Greco: "Con 'Italie' rivendichiamo un percorso di valorizzazione delle comunità locali"

Il consigliere regionale Orlandino Greco (Oliverio presidente) ha presentato la sua ultima fatica letteraria, Italie, scritta con il docente dell’università Federico II di Napoli Giuseppe Ferraro. Il testo, edito da Rubbettino, è stato presentato nella splendida cornice dell’anfiteatro ‘Tieri’ di Castrolibero, in una serata tra musica e conversazione. Centinaia i cittadini presenti che hanno ascoltato con grande attenzione le parole dei due autori e dell’editore Florindo Rubbettino. A moderare il dibattito il giornalista Pasquale Motta.Ferraro e Greco
“Questa presenza così importante di cittadini, in una sera d’estate, per la presentazione di un libro di filosofia e politica – ha detto Orlandino Greco - dimostra come in alcune comunità sia ancora vivo il senso di appartenenza ad un territorio e ad una visione politica”.
Il libro di Greco e Ferraro è un dialogo tra un filosofo e un politico che si interrogano sulla fine dei partiti ideologici e indicano un nuovo percorso politico orientato alla territorialità, alla militanza e alla competenza. In Italie non si fanno rivendicazioni, né si sponsorizzano leghe meridionaliste, ma si sancisce la necessità dell’unione degli italiani come forma di superamento dell’Unità d’Italia.
“Il nostro è un Paese  dalle tante sfumature – sostiene Orlandino Greco -  e contro chi, attraverso un centralismo burocratico e amministrativo, tenta di uniformare tutto e tutti, Italie individua un nuovo percorso politico che unisce attraverso la valorizzazione delle diversità, delle vocazioni, dei movimenti territoriali. All’Italia a due velocità rispondiamo con le Italie a diversa destinazione, alla questione meridionale rispondiamo con la soluzione meridionale alla questione italiana, al Meridione d’Italia come indicazione geografica rispondiamo con l’Italia del Meridione come progetto politico”.

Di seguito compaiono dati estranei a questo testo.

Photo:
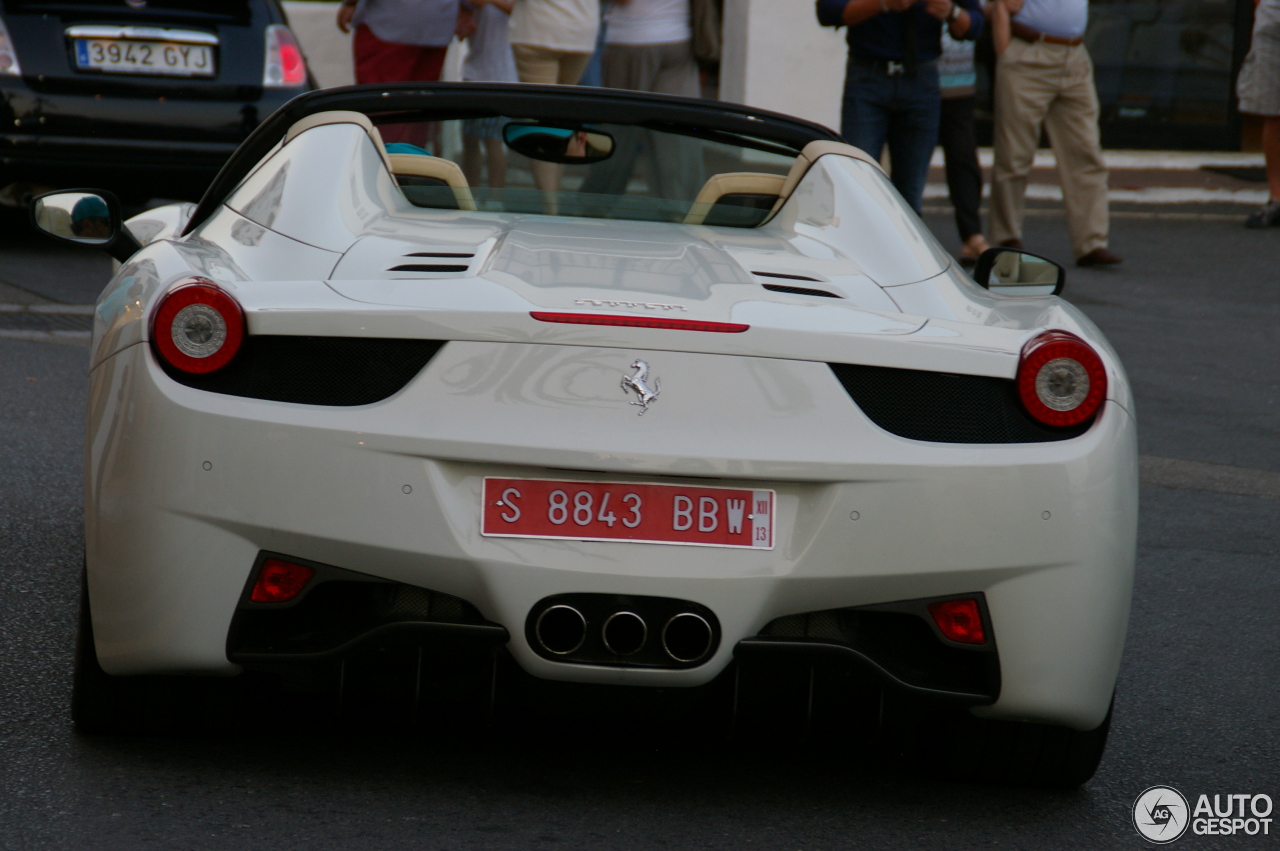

“Con Italie -conclude Greco- si inverte la rotta, partendo da queste basi ideali, dall’Italia del Meridione, unendo nelle diversità i tanti movimenti locali presenti in Italia, ci candidiamo a costruire l’Unione delle Autonomie, un grande movimento federato in grado riportare al centro delle scelte politiche nazionali le autonomie locali e di rigettare ogni tentativo di commissariamento imposto da Roma alle comunità periferiche.”